- EU embargo on seaborne Russian oil and G7 price cap less than a month away
- Economic slowdown and weak China demand have capped prices
- Looming supply disruptions likely send oil prices higher
- Lack of refinery capacity will drive the price of fuels higher also
Less than a month from now, an embargo on seaborne Russian crude oil exports to the European Union will come into effect. As a result, global oil supply is set to tighten considerably as Russia is the biggest oil and fuels exporter in the world. And the market is preparing.
Hedge funds once again like oil, and are buying it on the futures market in considerable volumes, according to Reuters’ John Kemp. Last week, the buying reached 22 million barrels of Brent crude and 15 million barrels of West Texas Intermediate.
India is buying Russian crude at a discount, so it is buying a lot: its share of Middle Eastern oil imports fell to the lowest in 19 months in September, according to new data. Russia overtook Saudi Arabia as India’s number-two supplier after Iraq.

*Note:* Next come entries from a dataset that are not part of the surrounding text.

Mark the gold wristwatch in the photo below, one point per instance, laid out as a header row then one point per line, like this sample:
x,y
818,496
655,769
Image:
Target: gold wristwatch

China is also buying Russian oil and not giving any indications it’s going to stop when the embargo enters into effect. The same is true of the G7 price cap for Russian crude that should also be coming into effect in a few weeks. China has already stated this will not change its current oil-buying habits.
Yet, with an EU embargo and a G7 price cap, what will almost certainly happen by the end of the year is that oil will become more expensive than it is now. Perhaps more worryingly, fuels - especially diesel - will become more expensive as the supply of crude oil tightens further while no new refineries are on the horizon.
The fuel situation is going to become a lot more complicated in February, too, when the EU’s Russian fuels embargo comes into effect. Currently, the European Union is importing some 400,000 barrels daily of Russian diesel, according to a Wall Street Journal report, as well as 1.7 million barrels daily of diesel from other suppliers. This 400,000 bpd will need to be replaced come February 5. And it will fuel higher inflation.
“Europe’s going to pay whatever these producers ask, and it’s going to be very, very high,” Benedict George, head of diesel pricing at Argus Media, told the WSJ. “If something unexpected happens, the price will go very high, very quickly because no one has anything to fall back on.”
Indeed, distillate stocks are below historic averages across regions, notably in the United States, which is also a major exporter of oil products to the European Union. This means prices will remain elevated because the only new refining capacity is in the Middle East and China, and it is limited. Demand for diesel fuel, on the other hand, is consistently strong because the fuel is used across the world for freight transport.
According to one oil analyst from S&P Global, who spoke to the WSJ, Europe could import more fuels from the U.S. and China, and reduce exports to South America and Africa. This would help it cope, of course, but it will cause a ripple effect on two different continents.
There is also the OPEC+ production cut to consider when looking ahead to the next couple of months in oil. Some expect that the anti-Russian oil embargo will lead to a decline of about 1 million bpd in global supply. OPEC+ is cutting another 1 million bpd from its collective production. That’s 2 million bpd in lower oil supply at a time when production growth in the U.S. shale patch is also slowing down.
In this context, institutional traders will likely keep buying crude, whatever the outlook for China’s Covid policies that have served as a major deterrent to oil prices this year. Oil supply is about to tighten, and if the G7 manages to put its price cap into effect and Russia stops selling oil to buyers complying with it, supply will tighten a lot. And life will become even more expensive.